FIREWORKS will illuminate the Eiffel Tower in Paris tonight as the French celebrate Bastille Day in true tricolour.

This national icon will also be in bleu (blue) — blanc (white), rouge (red) — the colours of the French flag. “Vive la France” will be echoed through all the arteries of France and her overseas territories today.

This is a celebration of liberte, egalite and fraternite and is celebrated on July 14. The annual celebration is a nationwide holiday that commemorates the anniversary of the liberation of France marked by the Storming of the Bastille.

In Fiji, the French Embassy in Suva will host a French-themed celebration to commemorate the Storming of the Bastille 227 years ago at the French residence.

The Bastille was the name of a medieval fortress and prison in Paris that embodied the privilege and might of the royal authority back then.
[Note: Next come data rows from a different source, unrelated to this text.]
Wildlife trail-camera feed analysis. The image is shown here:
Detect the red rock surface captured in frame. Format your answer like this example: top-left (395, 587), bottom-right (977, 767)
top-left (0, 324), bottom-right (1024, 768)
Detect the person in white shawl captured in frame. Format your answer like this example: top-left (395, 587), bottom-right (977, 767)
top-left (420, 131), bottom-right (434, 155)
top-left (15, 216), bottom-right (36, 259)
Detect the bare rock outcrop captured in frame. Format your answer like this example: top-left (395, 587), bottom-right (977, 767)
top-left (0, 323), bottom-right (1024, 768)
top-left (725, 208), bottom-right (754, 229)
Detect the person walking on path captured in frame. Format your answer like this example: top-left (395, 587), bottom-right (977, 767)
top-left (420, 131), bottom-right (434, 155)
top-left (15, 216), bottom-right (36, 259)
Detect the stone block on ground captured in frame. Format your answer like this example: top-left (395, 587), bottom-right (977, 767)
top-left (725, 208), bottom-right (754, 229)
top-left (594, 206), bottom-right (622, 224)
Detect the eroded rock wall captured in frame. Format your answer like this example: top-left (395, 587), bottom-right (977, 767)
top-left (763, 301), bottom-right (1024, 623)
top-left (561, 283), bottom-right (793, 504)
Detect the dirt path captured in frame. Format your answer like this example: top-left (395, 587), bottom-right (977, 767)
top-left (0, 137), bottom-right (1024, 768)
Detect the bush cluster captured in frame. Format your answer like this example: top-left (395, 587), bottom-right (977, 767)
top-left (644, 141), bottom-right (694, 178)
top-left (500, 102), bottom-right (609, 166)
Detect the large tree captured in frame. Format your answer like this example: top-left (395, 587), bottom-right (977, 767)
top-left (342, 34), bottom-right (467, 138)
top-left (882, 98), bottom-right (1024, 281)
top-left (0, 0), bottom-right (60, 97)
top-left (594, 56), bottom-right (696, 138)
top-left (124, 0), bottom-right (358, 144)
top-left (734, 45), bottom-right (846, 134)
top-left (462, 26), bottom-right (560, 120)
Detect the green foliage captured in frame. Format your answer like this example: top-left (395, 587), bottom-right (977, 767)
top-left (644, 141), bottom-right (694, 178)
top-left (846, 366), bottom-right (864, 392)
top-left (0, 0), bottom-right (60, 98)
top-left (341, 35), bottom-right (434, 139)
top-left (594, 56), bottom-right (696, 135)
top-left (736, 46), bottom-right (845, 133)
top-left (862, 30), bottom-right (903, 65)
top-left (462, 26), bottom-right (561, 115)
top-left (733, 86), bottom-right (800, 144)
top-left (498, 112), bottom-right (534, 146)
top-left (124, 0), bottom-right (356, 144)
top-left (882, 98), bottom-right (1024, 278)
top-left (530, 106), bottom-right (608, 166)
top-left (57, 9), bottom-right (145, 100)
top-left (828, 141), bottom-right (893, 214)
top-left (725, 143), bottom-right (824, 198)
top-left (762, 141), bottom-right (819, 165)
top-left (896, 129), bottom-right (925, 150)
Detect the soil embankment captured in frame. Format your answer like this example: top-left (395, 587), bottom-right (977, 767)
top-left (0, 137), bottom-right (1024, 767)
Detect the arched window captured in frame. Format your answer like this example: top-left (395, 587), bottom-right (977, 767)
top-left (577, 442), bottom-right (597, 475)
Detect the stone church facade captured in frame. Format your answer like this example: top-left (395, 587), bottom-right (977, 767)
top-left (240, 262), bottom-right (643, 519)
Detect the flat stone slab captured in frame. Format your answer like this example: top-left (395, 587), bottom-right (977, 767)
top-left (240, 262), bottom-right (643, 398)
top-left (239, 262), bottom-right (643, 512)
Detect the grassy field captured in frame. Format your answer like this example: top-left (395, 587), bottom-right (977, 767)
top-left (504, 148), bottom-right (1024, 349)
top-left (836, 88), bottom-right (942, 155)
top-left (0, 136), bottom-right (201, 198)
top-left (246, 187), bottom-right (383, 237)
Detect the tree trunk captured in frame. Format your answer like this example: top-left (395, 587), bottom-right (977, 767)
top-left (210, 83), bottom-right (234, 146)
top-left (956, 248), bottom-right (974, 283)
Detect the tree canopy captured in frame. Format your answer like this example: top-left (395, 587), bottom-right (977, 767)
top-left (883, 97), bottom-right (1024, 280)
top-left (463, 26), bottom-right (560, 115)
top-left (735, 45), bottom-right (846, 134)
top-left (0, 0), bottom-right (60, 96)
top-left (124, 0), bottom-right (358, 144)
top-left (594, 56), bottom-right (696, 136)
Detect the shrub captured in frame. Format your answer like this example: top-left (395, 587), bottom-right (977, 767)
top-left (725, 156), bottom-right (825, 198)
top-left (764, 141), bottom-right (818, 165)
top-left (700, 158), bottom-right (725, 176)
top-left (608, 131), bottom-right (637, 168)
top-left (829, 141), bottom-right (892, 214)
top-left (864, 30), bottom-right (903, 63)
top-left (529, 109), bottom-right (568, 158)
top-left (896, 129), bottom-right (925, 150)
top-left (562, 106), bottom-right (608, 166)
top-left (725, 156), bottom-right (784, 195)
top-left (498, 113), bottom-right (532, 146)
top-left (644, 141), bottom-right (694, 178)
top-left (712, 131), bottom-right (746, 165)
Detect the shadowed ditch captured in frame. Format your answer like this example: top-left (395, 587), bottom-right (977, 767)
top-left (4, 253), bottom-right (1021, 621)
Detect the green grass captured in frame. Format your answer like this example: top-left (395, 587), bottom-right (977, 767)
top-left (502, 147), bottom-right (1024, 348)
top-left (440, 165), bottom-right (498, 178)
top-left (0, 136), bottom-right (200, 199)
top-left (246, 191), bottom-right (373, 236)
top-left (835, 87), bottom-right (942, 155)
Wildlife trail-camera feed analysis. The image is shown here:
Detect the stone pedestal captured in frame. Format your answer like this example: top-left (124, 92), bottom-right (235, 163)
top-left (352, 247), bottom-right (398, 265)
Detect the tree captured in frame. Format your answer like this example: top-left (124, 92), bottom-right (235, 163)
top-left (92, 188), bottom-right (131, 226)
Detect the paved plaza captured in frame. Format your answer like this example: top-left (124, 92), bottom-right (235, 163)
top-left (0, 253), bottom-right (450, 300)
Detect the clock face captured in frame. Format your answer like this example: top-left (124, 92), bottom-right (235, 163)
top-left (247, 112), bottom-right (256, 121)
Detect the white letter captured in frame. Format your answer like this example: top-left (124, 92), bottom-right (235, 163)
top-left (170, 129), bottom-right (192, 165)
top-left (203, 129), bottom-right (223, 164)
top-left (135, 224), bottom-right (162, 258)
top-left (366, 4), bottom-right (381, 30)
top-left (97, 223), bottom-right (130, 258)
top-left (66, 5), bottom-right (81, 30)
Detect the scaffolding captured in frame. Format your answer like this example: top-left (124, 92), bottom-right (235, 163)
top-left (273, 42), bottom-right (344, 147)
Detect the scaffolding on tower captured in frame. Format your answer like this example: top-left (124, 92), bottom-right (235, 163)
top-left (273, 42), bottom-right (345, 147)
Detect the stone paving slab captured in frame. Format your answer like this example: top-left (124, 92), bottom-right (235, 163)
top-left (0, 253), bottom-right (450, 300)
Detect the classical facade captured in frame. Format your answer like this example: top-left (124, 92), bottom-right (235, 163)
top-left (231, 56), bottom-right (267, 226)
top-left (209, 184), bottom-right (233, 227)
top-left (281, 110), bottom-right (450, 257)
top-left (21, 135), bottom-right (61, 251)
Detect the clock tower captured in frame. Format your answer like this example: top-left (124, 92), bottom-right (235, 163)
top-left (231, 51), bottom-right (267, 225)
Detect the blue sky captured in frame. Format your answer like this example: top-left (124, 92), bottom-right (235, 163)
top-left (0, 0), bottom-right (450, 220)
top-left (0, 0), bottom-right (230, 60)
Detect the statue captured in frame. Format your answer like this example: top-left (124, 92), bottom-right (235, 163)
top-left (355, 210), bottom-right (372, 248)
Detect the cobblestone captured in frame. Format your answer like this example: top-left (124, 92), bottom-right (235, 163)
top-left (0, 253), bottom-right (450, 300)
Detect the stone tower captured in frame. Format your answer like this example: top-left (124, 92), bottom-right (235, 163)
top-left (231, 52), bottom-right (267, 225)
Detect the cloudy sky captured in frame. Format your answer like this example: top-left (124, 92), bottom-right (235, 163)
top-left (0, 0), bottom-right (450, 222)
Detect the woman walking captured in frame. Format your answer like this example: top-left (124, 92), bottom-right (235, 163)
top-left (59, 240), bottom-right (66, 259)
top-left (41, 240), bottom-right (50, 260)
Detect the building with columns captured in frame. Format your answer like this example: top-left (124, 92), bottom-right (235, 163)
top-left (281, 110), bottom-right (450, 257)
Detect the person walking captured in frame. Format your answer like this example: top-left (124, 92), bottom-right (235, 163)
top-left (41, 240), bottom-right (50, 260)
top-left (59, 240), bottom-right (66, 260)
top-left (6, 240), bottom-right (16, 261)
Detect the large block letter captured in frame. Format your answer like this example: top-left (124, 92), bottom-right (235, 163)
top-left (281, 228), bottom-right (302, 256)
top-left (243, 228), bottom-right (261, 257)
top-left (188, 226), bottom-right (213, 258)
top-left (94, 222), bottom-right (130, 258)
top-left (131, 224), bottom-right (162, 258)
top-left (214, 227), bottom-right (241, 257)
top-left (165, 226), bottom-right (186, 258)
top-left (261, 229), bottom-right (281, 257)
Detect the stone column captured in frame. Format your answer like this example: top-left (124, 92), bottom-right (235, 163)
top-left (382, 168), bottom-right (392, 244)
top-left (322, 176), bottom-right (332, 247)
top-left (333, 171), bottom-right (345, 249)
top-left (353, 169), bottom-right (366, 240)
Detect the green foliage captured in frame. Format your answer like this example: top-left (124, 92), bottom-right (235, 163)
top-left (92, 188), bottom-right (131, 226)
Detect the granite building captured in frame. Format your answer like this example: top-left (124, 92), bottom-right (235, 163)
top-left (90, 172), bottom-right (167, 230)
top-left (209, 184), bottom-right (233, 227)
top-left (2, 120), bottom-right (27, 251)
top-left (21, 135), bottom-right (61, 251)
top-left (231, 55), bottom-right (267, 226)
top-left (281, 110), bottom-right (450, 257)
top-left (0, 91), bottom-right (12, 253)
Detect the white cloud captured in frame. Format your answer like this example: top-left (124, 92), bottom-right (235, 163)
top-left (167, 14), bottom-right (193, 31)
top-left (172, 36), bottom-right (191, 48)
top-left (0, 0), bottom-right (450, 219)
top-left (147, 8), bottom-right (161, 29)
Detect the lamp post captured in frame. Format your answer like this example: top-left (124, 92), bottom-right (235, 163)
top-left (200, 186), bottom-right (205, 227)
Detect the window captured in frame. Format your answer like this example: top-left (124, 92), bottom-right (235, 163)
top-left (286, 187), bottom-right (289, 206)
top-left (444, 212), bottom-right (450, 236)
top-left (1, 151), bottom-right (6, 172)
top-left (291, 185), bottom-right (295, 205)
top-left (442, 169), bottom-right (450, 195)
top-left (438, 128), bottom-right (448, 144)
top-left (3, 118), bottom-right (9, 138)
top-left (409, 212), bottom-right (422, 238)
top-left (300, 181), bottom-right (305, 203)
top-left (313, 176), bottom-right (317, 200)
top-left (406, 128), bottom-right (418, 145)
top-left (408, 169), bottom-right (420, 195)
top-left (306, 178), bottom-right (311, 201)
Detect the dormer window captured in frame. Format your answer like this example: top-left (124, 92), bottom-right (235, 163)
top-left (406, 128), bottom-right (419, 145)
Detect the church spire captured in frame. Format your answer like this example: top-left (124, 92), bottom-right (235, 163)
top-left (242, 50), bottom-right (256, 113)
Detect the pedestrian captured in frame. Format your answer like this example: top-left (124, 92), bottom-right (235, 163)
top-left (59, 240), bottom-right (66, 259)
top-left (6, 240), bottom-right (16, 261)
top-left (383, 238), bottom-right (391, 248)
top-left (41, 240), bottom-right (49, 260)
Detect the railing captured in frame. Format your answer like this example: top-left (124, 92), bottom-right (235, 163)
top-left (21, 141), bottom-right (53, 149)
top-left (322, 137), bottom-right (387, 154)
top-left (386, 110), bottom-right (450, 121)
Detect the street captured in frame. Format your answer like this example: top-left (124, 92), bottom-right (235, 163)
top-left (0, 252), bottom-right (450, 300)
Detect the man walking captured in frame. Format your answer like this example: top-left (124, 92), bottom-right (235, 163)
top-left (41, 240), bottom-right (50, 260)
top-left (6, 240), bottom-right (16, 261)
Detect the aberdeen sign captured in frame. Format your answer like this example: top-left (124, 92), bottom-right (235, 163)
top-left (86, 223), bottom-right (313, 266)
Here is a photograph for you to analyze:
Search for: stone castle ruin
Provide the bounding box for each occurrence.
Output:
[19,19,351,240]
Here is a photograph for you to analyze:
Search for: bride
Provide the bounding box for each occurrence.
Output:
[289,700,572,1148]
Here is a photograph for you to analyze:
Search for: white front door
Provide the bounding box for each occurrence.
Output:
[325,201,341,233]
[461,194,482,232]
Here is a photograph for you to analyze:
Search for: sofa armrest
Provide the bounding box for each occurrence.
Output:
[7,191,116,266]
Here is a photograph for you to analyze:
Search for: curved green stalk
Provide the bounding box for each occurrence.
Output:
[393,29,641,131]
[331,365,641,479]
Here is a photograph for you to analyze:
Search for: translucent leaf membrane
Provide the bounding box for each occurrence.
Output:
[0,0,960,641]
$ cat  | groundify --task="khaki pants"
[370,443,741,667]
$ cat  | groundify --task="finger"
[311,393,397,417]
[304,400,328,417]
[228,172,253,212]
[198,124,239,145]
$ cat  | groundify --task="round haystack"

And although there were only seven prisoners at the Bastille on July 14, 227 years ago, its fall meant the start of the French Revolution and independence.

Many of the important intellectual, philosophical and legal struggles for fundamental freedoms emanated from the French Revolution and the creation, three years later, of the French Republic. Liberty, reason and knowledge as the basis of the declaration of the rights of man and of the citizen — have influenced modern legal systems and human rights practices. Liberty meant freedom of religion, freedom of the press and so on.

In the French capital, Bastille Day is celebrated every year with a military parade on the Champs Elysées in the morning and spectacular fireworks at night symbolising peace, liberty and fraternity.

Paris still holds the mother of all Bastille Day celebrations.